The Cato Institute is a libertarian think tank founded by Charles Koch that advocates for 'individual liberty, limited government, free markets, and peace', including abolishing the minimum wage and affirmative action, and for privatizing Social Security. Dan Ikenson is director of Cato’s Herbert A. Stiefel Center for Trade Policy Studies, where he coordinates and conducts research on all manners of international trade and investment policy. This week he wrote in the influential business magazine Forbes that, "Much of the public’s antipathy toward trade agreements can be boiled down to concerns about the so-called Investor-State Dispute Settlement (ISDS) provision."
He argues, "The inclusion of ISDS in trade agreements subverts prospects for trade liberalization. U.S. multinational corporations want access to ISDS, but they don’t need it. If the trade agenda is the proverbial airplane that is down an engine and losing altitude, throwing ISDS out of the cargo hold to lighten the load is the best way to reduce the chance of a crash." From a libertarian perspective, he says, "ISDS is a subsidy for MNCs and a tax on everyone else." And he points to a new Cato Institute paper and a list of eight reasons "why ISDS should be purged from the Trans-Pacific Partnership and Transatlantic Trade and Investment Partnership negotiations."
This Forbes article was followed by Council of Foreign Relations senior fellow Edward Alden commenting, "Dan Ikenson at the CATO Institute has just published a must-read policy memo on the issue of including investor-state arbitration in trade agreements. With President Obama’s ambitious trade agenda stalled in Congress, Ikenson suggests a radical, but to my mind rather sensible, move to break the impasse–drop the provision from the Trans-Pacific Partnership and future U.S. trade agreements."

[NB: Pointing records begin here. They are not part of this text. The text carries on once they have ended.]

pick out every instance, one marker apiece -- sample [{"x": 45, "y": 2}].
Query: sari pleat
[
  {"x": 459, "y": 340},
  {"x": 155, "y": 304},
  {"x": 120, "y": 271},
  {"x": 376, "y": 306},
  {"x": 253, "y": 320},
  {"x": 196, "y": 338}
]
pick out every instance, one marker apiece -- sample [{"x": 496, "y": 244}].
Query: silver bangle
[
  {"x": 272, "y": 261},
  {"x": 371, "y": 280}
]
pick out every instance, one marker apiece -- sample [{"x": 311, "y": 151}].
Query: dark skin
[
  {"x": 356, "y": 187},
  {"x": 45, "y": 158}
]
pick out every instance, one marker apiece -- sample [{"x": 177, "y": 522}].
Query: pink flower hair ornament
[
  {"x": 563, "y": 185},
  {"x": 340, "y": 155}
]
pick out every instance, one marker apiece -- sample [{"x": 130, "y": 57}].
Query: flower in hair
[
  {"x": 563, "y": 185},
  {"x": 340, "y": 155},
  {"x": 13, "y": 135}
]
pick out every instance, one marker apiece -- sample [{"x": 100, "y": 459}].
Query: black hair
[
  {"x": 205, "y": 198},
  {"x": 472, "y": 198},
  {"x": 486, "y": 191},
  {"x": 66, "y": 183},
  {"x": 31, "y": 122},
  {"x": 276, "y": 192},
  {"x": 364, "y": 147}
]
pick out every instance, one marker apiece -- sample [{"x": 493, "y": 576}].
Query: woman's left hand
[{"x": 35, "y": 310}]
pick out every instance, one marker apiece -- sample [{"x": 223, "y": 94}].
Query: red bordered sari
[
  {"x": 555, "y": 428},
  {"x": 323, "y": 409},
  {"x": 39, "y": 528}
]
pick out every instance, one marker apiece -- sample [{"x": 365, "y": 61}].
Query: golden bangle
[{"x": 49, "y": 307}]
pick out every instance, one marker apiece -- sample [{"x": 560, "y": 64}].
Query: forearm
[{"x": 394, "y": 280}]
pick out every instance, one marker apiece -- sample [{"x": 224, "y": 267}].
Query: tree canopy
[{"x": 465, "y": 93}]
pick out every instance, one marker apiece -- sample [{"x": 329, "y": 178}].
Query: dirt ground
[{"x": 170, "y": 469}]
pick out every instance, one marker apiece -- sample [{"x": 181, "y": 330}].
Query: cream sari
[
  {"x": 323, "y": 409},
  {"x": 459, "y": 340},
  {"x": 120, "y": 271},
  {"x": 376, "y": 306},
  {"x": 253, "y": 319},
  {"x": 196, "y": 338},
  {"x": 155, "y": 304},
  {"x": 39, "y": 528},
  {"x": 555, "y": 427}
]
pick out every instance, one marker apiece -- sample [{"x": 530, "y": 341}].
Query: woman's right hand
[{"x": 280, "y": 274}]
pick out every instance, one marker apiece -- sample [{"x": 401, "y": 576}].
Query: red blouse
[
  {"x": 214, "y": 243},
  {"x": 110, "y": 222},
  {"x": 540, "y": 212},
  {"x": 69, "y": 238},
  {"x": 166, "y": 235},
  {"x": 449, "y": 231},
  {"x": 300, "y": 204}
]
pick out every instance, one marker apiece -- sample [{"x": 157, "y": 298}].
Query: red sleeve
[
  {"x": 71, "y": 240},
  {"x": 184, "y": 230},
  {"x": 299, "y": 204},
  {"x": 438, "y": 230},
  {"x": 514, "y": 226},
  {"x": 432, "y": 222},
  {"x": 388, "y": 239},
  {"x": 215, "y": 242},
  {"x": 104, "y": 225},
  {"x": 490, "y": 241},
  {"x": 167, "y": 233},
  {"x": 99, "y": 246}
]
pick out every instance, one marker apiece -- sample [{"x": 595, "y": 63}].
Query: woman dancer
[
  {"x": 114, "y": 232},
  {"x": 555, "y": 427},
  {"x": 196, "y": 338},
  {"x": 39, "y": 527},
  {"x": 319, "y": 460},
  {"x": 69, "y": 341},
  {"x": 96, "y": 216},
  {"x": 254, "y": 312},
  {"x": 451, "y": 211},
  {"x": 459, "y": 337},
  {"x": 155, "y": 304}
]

He notes, "Ikenson explains in detail, ISDS has morphed from a fairly narrow tool to deal with blatant expropriation to a much broader weapon that companies can use to challenge government policies and regulations that they believe harm their businesses. In the process, ISDS has become far more controversial, feeding public fears that trade agreements will be used to undermine the sovereign right of governments to protect consumer health and welfare and safeguard the environment."
Understanding libertarian and business-friendly opposition to investor-state provisions in 'free trade' agreements may be an important (and yes risky) tool for us as we seek to shift Conservative and Liberal Members of Parliament and provincial premiers in this country and as we lobby the European Parliament (which is expected to tilt further to the right after the May 22-25 elections) to exclude investor-state provisions from the Canada-European Union Comprehensive Economic and Trade Agreement.